Laws in several states have criminalized criticizing American history, even when that history contains criminal acts. It is sort of like putting a happy face on American history.

Look, I love my country, warts and all. I love it because, since her inception, she has offered the promise of hope, a promise of a better life for her citizens, a new way of treating citizens. She still offers that promise and, in fits and starts, fulfills those hopes, but to imagine that you can have a great nation, in Lincoln’s words, “…conceived in liberty and dedicated to the proposition that all men are created equal” without looking backward at our dark side is unproductive. It is like forgiving the sinner who doesn’t acknowledge sinning.

Nikky Haley’s simplistic answer when asked about the causes of the civil war was an example of sanitizing history according to the gospel of Ron DeSantis: that there was a political division in the nation caused by economic differences between the northern and southern states and how it was feared that action by the federal government would affect the economies in the southern states.

OK, but those southern economies were based on slave labor. There is no doubt in the historical record of that. You can have your own opinion about slavery being OK, but you can’t ignore its existence.

No, Haley’s error was in following the DeSantis doctrine that any criticism of America is wrong and that anything that might cause an individual to feel “discomfort, guilt or anguish” because of their skin color (in this case, white) by talking about historical facts like slavery and Jim Crow segregation was, on its face, a cop-out.

Bad stuff has happened in America since our beginnings. It is still happening, but it can still be addressed and fixed by talking about it.

Truth, currently relegated more to opinion than to fact, is an important starting point from which to build. You build on a rock foundation of facts rather than the shifting sands of relative truths.

So, to censor speech about historical facts by making it criminal to teach them is bogus and destructive to building a strong America. In the South today, men and women of color and no color have lunch together in restaurants, sitting at the same table in friendship.

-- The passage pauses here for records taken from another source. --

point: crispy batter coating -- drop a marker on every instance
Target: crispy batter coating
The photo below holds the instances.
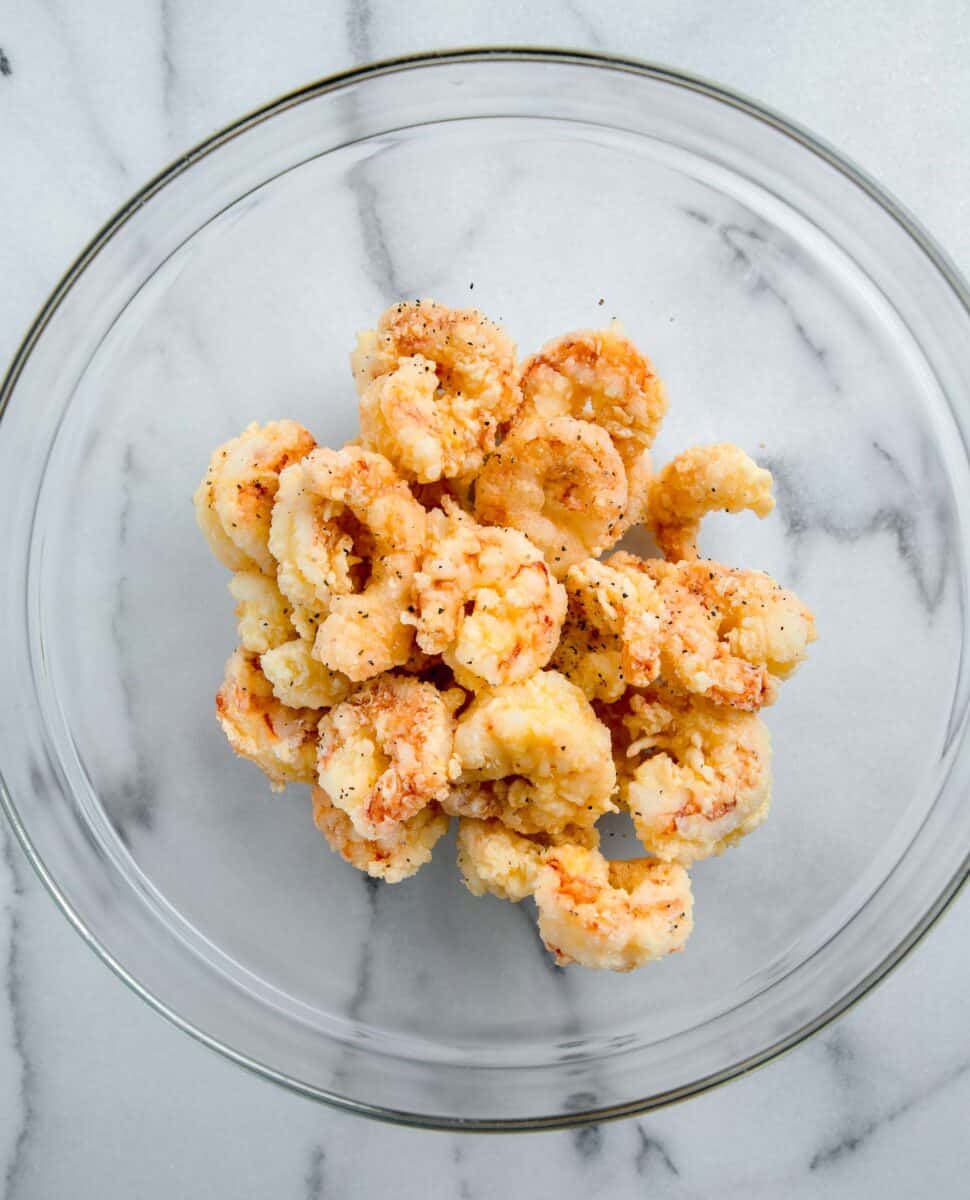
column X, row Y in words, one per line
column 427, row 631
column 299, row 679
column 234, row 501
column 281, row 741
column 534, row 754
column 485, row 600
column 347, row 534
column 698, row 775
column 729, row 635
column 611, row 916
column 561, row 483
column 704, row 479
column 497, row 861
column 614, row 629
column 391, row 859
column 600, row 373
column 262, row 611
column 436, row 384
column 387, row 751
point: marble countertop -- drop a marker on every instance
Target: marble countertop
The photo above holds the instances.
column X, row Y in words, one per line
column 100, row 1097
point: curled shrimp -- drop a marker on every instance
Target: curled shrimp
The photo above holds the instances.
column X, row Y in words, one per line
column 700, row 775
column 485, row 600
column 599, row 372
column 611, row 916
column 385, row 753
column 701, row 480
column 436, row 384
column 394, row 858
column 561, row 483
column 234, row 501
column 281, row 741
column 612, row 633
column 729, row 635
column 497, row 861
column 262, row 612
column 300, row 681
column 534, row 755
column 347, row 534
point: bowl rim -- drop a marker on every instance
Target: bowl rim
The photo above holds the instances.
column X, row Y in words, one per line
column 647, row 70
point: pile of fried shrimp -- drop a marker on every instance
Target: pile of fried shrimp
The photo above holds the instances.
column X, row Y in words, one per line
column 433, row 624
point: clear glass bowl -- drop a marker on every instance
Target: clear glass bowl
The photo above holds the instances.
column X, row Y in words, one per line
column 790, row 306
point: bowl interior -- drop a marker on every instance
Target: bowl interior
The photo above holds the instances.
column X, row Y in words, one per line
column 771, row 329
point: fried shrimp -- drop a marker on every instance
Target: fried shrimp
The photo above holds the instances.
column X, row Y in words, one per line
column 561, row 483
column 299, row 681
column 614, row 629
column 611, row 916
column 262, row 612
column 729, row 635
column 536, row 755
column 393, row 858
column 347, row 534
column 281, row 741
column 600, row 373
column 701, row 775
column 436, row 384
column 497, row 861
column 385, row 753
column 485, row 600
column 704, row 479
column 234, row 501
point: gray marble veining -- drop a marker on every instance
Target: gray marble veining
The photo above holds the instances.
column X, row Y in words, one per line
column 101, row 1098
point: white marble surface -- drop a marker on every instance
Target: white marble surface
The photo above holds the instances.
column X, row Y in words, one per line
column 97, row 1095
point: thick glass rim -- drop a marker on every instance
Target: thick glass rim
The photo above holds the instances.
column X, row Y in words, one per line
column 646, row 70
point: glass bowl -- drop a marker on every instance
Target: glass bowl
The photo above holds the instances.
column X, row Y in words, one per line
column 791, row 307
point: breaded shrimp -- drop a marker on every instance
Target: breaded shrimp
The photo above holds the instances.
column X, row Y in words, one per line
column 506, row 864
column 385, row 753
column 701, row 480
column 299, row 681
column 614, row 629
column 436, row 384
column 391, row 859
column 561, row 483
column 485, row 600
column 701, row 774
column 537, row 750
column 336, row 510
column 611, row 916
column 602, row 373
column 281, row 741
column 729, row 635
column 234, row 501
column 262, row 612
column 497, row 861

In the South of the 1960s, state laws prohibited them from even being in the same room! Why not talk about that progress? Because to talk about it implies that something was wrong at one time in America, and in certain political circles that is “uncomfortable.” Discomfort is part of life. Physical discomfort tells us that we are sick. Emotional discomfort tells us that we may be doing something wrong.

Freedom of speech is one of the bedrock principles of our nation. Consider why it was so important when the Bill of Rights was written: in 1734 the British governor of the colony of New York, William Cosby, sued a New York newspaper for libel because it had published an article criticizing Cosby’s government. Consider why it is important now from a conservative standpoint: the Supreme Court recently decided that a Colorado website designer did not have to work for people with whose lifestyle philosophy he disagreed.

Nor does dictating acceptable speech do anything to change a situation. For centuries laws of various nations have sought to ban homosexual behavior without any change in the incidence of that behavior. “Don’t Say Gay” laws will not change it either. Not talking about racism will not erase it from our past, especially among those whose families experienced it.

On the last day of this year, I visited the Liberty Bell and Independence Hall in Philadelphia. I was struck by the number of Hispanic and Middle Eastern people paying homage to America at those shrines of American Liberty. Thes were people of the type recently described by former President Trump as “poisoning our blood.”

America was built on a principle yet to be fully realized, but forever striving, to fulfill the dream of the equality of humankind. We are better off because of every man, woman, and child who has come to our shores hoping for a new life.

Montana Viewpoint has appeared in weekly and online newspapers across Montana for over 25 years. Jim Elliott served sixteen years in the Montana Legislature as a state representative and state senator. He lives on his ranch in Trout Creek.